As provocative this title may read, it is hardly my creation and due credit should be given to Bendix Carstensen for giving numerous talks under this title and providing his teaching material and R source code for people to explore this point.

The title does neither imply that the Cox model is of no use at all, nor that one should abandon it even if only for the reason that the vast majority of biomedical literature makes use of it in one form of the other. Rather, it is meant to imply that one can put other more versatile regression models to the same uses and get out more out of the same data.
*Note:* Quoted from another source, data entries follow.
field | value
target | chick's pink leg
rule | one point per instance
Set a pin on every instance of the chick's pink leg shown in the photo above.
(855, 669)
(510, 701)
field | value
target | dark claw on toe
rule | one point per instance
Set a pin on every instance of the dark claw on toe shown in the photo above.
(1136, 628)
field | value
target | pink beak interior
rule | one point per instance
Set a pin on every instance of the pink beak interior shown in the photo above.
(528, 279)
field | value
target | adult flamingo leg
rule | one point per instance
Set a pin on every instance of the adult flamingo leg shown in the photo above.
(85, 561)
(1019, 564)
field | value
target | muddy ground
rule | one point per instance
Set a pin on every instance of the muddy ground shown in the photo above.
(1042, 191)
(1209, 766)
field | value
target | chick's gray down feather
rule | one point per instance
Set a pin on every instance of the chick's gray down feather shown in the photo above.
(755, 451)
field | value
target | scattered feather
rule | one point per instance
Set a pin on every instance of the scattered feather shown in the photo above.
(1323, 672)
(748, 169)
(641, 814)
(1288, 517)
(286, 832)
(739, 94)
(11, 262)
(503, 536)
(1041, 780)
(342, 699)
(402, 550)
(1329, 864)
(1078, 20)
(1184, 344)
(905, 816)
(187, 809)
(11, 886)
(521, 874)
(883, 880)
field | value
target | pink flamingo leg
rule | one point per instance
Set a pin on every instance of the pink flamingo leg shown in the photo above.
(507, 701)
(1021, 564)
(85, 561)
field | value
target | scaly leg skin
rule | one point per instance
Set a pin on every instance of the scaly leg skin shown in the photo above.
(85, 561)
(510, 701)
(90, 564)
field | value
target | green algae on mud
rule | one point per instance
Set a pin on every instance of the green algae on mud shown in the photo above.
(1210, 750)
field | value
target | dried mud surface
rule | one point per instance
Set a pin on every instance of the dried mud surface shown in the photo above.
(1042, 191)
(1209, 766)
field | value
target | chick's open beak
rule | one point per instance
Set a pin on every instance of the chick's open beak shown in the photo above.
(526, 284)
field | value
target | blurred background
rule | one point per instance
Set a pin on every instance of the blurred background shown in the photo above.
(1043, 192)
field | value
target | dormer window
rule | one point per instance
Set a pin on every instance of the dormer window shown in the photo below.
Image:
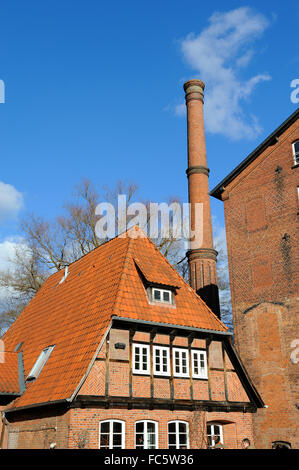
(41, 361)
(161, 295)
(295, 146)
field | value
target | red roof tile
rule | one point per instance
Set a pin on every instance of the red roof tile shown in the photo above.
(9, 373)
(75, 314)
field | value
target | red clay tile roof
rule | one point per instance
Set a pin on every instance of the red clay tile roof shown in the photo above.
(75, 314)
(9, 373)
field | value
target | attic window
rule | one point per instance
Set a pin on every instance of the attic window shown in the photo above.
(161, 295)
(295, 146)
(41, 361)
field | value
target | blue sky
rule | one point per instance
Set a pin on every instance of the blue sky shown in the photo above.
(94, 89)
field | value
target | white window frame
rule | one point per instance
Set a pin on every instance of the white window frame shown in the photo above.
(199, 375)
(161, 349)
(123, 433)
(162, 300)
(141, 371)
(40, 363)
(212, 424)
(295, 154)
(177, 441)
(181, 351)
(145, 433)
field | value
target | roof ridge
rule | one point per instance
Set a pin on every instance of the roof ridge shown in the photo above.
(186, 283)
(121, 276)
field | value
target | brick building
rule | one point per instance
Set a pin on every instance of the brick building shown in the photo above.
(119, 351)
(261, 208)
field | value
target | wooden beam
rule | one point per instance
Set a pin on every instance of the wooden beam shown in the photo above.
(131, 336)
(152, 336)
(171, 384)
(162, 403)
(225, 373)
(107, 366)
(190, 340)
(208, 342)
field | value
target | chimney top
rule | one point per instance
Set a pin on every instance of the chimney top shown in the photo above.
(194, 90)
(194, 83)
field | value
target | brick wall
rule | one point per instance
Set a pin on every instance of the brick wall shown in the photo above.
(262, 221)
(236, 426)
(119, 373)
(37, 429)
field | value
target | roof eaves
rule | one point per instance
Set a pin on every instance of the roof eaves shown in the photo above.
(216, 192)
(36, 405)
(91, 363)
(22, 384)
(172, 325)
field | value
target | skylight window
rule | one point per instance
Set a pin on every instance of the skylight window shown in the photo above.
(295, 146)
(162, 295)
(41, 361)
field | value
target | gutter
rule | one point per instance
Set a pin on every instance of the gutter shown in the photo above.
(173, 326)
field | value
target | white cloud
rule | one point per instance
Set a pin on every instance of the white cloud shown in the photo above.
(218, 55)
(7, 253)
(11, 201)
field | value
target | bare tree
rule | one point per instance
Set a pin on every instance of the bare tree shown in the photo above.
(48, 246)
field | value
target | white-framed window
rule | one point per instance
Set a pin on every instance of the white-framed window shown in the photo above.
(41, 361)
(146, 434)
(141, 359)
(180, 362)
(199, 364)
(295, 146)
(214, 430)
(178, 435)
(112, 434)
(161, 295)
(161, 360)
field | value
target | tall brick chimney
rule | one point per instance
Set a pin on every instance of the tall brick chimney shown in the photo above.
(201, 256)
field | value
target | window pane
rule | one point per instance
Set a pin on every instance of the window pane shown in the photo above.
(105, 427)
(157, 295)
(151, 441)
(183, 439)
(166, 296)
(182, 427)
(150, 427)
(117, 440)
(216, 430)
(171, 427)
(104, 441)
(117, 427)
(139, 427)
(139, 440)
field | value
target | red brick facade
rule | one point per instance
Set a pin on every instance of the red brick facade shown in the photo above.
(262, 221)
(110, 377)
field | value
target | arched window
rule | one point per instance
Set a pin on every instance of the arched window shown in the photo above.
(178, 435)
(295, 146)
(146, 435)
(112, 434)
(214, 430)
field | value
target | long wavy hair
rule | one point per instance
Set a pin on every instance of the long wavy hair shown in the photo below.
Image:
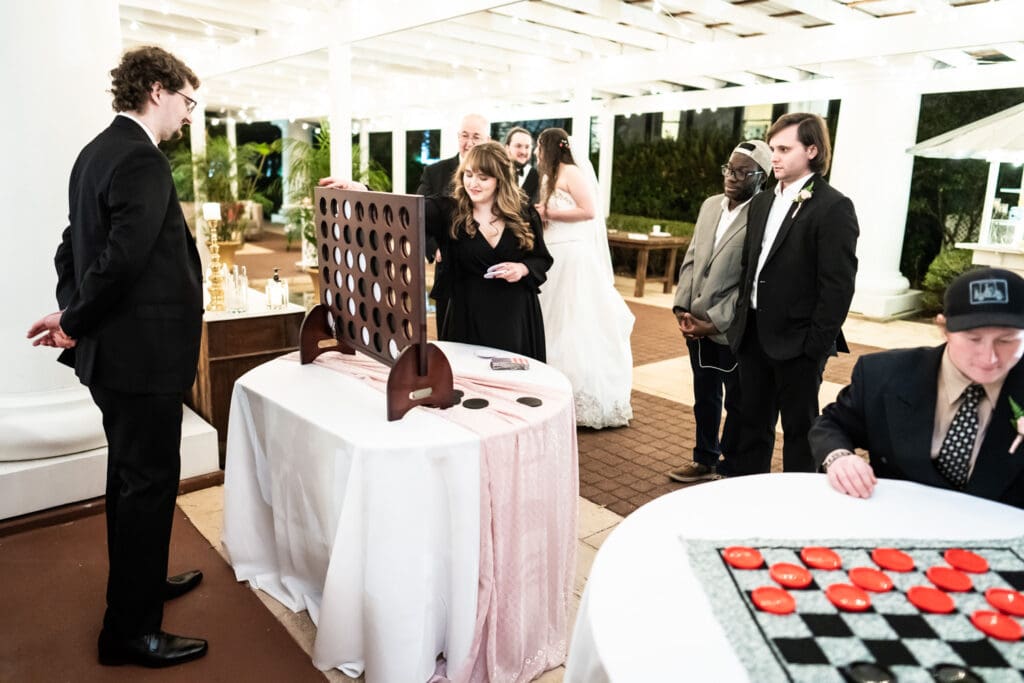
(553, 144)
(492, 159)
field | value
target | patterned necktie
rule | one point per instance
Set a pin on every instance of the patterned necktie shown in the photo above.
(954, 457)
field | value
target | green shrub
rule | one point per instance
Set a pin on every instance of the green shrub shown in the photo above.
(946, 266)
(624, 261)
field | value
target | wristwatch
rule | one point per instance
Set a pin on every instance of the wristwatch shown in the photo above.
(833, 457)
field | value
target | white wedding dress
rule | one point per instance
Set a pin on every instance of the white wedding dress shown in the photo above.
(587, 325)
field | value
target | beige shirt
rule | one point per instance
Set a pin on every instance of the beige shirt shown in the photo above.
(947, 400)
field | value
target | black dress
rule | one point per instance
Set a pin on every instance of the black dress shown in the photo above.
(492, 312)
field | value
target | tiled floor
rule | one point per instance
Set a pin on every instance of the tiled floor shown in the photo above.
(621, 469)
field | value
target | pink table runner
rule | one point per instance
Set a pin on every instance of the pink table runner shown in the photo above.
(528, 491)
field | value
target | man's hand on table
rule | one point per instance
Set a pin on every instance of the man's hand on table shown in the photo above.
(850, 474)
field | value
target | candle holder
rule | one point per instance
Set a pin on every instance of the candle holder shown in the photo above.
(216, 285)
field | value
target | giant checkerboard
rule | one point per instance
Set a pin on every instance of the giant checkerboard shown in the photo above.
(817, 641)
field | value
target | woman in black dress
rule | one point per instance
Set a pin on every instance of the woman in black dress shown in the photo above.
(494, 242)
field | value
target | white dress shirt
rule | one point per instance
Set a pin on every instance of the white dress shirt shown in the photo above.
(779, 209)
(153, 138)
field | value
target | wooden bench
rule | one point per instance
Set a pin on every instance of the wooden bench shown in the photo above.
(644, 244)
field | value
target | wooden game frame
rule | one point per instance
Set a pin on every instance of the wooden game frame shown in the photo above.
(372, 293)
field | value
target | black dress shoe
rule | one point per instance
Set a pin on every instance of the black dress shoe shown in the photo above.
(154, 649)
(181, 584)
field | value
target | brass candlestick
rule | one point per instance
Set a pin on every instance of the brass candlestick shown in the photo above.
(216, 276)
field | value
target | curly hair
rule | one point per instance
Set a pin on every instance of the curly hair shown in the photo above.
(553, 145)
(492, 159)
(132, 80)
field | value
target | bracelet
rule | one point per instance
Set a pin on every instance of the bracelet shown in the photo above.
(833, 457)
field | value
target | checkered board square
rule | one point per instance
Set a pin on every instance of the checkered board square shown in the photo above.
(816, 641)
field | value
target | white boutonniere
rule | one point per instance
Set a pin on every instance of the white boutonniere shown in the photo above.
(802, 197)
(1017, 422)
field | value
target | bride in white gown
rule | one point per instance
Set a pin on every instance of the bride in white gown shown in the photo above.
(586, 323)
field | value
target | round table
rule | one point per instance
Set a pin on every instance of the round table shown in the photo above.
(644, 615)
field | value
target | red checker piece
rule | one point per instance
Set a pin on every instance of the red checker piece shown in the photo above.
(870, 580)
(892, 559)
(742, 557)
(848, 597)
(773, 599)
(791, 575)
(965, 560)
(820, 558)
(1007, 600)
(996, 625)
(949, 580)
(930, 599)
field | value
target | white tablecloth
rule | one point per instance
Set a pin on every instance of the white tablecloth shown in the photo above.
(371, 525)
(644, 615)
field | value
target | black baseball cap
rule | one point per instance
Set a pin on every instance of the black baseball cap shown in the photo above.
(985, 298)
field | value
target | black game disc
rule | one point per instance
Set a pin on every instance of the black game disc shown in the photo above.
(867, 672)
(952, 673)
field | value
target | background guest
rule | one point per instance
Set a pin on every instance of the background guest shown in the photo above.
(706, 304)
(439, 178)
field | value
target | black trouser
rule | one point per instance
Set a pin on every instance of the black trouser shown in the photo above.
(143, 438)
(710, 364)
(769, 387)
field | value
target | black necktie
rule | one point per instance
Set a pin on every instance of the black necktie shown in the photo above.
(954, 457)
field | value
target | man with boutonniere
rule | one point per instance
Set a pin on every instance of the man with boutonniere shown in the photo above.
(799, 267)
(947, 416)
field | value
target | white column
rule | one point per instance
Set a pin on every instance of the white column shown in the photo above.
(581, 123)
(197, 139)
(364, 148)
(871, 167)
(232, 152)
(398, 160)
(606, 135)
(45, 44)
(340, 119)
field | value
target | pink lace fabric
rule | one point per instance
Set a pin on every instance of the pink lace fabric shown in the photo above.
(528, 489)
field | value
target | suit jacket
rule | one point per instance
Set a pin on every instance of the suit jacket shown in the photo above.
(807, 283)
(531, 185)
(129, 279)
(889, 410)
(709, 278)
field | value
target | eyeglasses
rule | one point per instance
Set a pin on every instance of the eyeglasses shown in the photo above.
(190, 103)
(738, 175)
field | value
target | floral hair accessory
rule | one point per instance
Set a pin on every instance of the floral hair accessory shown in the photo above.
(1017, 422)
(802, 197)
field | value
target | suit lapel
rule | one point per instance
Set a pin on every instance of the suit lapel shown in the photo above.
(912, 420)
(996, 468)
(791, 216)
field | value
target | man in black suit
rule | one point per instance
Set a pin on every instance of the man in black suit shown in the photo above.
(519, 143)
(437, 179)
(130, 292)
(798, 278)
(908, 408)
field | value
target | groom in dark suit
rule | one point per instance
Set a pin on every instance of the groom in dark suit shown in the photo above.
(438, 178)
(798, 278)
(940, 416)
(130, 290)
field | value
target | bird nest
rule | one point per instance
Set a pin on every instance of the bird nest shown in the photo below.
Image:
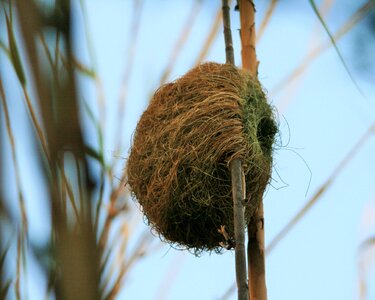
(178, 168)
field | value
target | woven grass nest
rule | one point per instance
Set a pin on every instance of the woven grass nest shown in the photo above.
(178, 168)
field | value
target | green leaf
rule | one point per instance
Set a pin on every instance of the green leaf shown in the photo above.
(14, 54)
(5, 49)
(316, 11)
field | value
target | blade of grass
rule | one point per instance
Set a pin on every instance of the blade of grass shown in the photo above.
(21, 201)
(17, 285)
(14, 53)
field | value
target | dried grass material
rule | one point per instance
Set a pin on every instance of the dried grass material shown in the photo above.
(178, 167)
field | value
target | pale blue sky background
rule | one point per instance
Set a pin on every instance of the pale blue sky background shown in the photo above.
(327, 116)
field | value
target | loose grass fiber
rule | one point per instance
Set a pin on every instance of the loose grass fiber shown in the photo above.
(178, 168)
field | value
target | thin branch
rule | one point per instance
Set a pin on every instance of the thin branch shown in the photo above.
(247, 16)
(211, 36)
(293, 87)
(192, 17)
(266, 19)
(360, 14)
(229, 53)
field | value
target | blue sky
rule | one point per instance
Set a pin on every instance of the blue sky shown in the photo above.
(326, 117)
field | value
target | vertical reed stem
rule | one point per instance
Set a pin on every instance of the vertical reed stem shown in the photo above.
(255, 248)
(236, 175)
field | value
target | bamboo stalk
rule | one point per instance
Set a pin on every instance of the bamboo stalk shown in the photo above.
(237, 183)
(255, 248)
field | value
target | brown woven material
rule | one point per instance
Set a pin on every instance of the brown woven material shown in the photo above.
(178, 168)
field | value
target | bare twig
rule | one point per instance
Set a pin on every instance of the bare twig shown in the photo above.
(211, 37)
(360, 14)
(182, 40)
(266, 19)
(236, 176)
(292, 88)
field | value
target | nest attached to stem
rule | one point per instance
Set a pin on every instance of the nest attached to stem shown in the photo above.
(178, 168)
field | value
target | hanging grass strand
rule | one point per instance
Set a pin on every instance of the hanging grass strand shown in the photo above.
(178, 168)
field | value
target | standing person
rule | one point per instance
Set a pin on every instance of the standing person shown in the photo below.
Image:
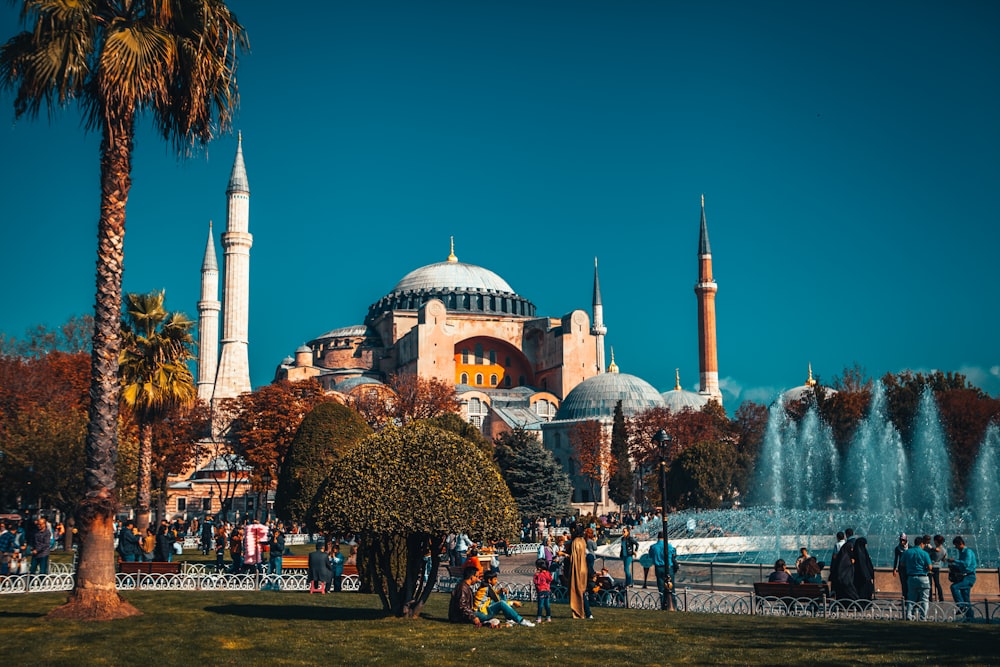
(41, 547)
(918, 568)
(864, 570)
(964, 569)
(629, 547)
(543, 588)
(148, 545)
(938, 553)
(207, 533)
(899, 564)
(128, 543)
(578, 601)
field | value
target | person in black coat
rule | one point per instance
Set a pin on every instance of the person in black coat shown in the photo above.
(320, 572)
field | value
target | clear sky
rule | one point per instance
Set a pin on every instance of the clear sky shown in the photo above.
(849, 154)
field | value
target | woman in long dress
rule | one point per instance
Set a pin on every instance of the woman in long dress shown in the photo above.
(578, 575)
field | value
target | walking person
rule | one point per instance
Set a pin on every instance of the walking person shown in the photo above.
(963, 569)
(938, 553)
(918, 569)
(629, 547)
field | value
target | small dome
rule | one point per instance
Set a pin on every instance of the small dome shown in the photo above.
(678, 399)
(596, 397)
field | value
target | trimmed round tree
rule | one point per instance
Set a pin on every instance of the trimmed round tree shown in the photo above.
(402, 491)
(326, 433)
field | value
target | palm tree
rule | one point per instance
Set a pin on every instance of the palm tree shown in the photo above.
(176, 60)
(156, 346)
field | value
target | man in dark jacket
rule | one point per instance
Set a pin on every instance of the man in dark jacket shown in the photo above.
(41, 546)
(320, 572)
(461, 609)
(128, 543)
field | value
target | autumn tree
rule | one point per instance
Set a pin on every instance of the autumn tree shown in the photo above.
(537, 482)
(327, 433)
(176, 439)
(402, 490)
(264, 422)
(622, 482)
(409, 398)
(701, 476)
(593, 456)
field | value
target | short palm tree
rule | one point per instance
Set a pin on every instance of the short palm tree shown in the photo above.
(156, 346)
(176, 60)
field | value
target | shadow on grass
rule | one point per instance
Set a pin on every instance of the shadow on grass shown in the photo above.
(297, 612)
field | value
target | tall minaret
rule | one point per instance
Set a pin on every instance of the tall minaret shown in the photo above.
(708, 353)
(598, 330)
(233, 377)
(208, 321)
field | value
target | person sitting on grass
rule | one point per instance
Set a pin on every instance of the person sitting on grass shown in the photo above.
(461, 608)
(491, 600)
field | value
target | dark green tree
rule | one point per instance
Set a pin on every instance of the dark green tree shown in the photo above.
(621, 483)
(702, 475)
(402, 490)
(537, 482)
(325, 435)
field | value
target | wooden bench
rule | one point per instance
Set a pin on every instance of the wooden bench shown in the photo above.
(302, 563)
(149, 567)
(776, 589)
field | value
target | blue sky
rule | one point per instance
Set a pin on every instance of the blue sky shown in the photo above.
(849, 154)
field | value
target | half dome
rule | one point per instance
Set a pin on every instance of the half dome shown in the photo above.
(596, 397)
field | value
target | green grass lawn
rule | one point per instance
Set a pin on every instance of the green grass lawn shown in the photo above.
(272, 628)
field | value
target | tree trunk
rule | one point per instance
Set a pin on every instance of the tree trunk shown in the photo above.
(144, 481)
(94, 596)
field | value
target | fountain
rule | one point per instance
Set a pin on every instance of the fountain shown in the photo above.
(805, 493)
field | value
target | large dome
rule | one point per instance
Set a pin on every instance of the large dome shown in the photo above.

As people reading this are well aware, the Cox model is a semi-parametric model that allows flexibility in modelling the baseline hazard of a given survival function, while estimating differences from this baseline under a minimal parametric proportionality of hazards assumption. A number of approaches can be used to mathematically justify Cox modelling but it was not until the introduction of counting processes that the Cox and other semi-parametric approaches could be put in a rigorous mathematical basis. From my reading of the 1970s literature Cox himself did not offer a bona fide mathematical proof for the procedures in the Cox model and the commentary in his 1972 paper that introduced this procedure before the Royal Society is a must read for anyone interested in the model and the rigor of the scientific process.

What Bendix Carstensen shows, is that Cox model (see for example the following presentation(starting from slide 70) is that the Cox model is really a “life-table” on steroids procedure as many could have guessed from the title of the 1972 paper: Regression Models and Life-Tables.
By making this connection with the life table approach, one can accomplish the same goals (and possibly much more!) as the Cox model but within the parametric modelling framework of Poisson regression models.

There are a number of potential benefits of this adoption, many of which are pointed out by Carstensen:

• one is forced back to an Occam razor mode of thinking in which catchy phrases and the illusion of minimal assumptions are replaced by sensible modelling in terms of flexible parametric models
• as observation time is shown to be just another covariate, one’s thinking is liberated to consider multiple time scales and their interactions (the so called Age-Period-Cohort problems) in epidemiological settings. In my limited personal experience, such problems do not seem to be handled very well within the Cox model, especially in large datasets where one is forced to use what is termed “secular trend” terms in the linear predictor of the Cox model
• from a teaching perspective, one can (probably) forgo counting process expositions in explaining the “mechanics” of survival analysis regression approaches to audiences with minimal exposure to stochastic calculus (e.g. most MDs using statistical modelling in their own research). As both Poisson and Logistic regression (another model commonly used in biomedical research) are Generalized Linear Model (GLM), there exists some rather exciting opportunities in presenting both models from the same GLM framework to practitioners. Consider for example an introductory course in which students are advanced from Ordinary Linear Regression to Generalized Linear Models to survival modelling without having to switch frameworks. To the best of my knowledge, such a Biostats course does not exist but I have the gut feeling that it would do a much better job in distilling the needed concepts to its students.

In subsequent posts I will provide my own explorations of the Cox/Lifetable/Survival/Poisson GLM connection starting from what, I hope to be, an accurate account of the early (1970-1980’s) work exploring the same connection and some mathematical/software considerations concerning this approach.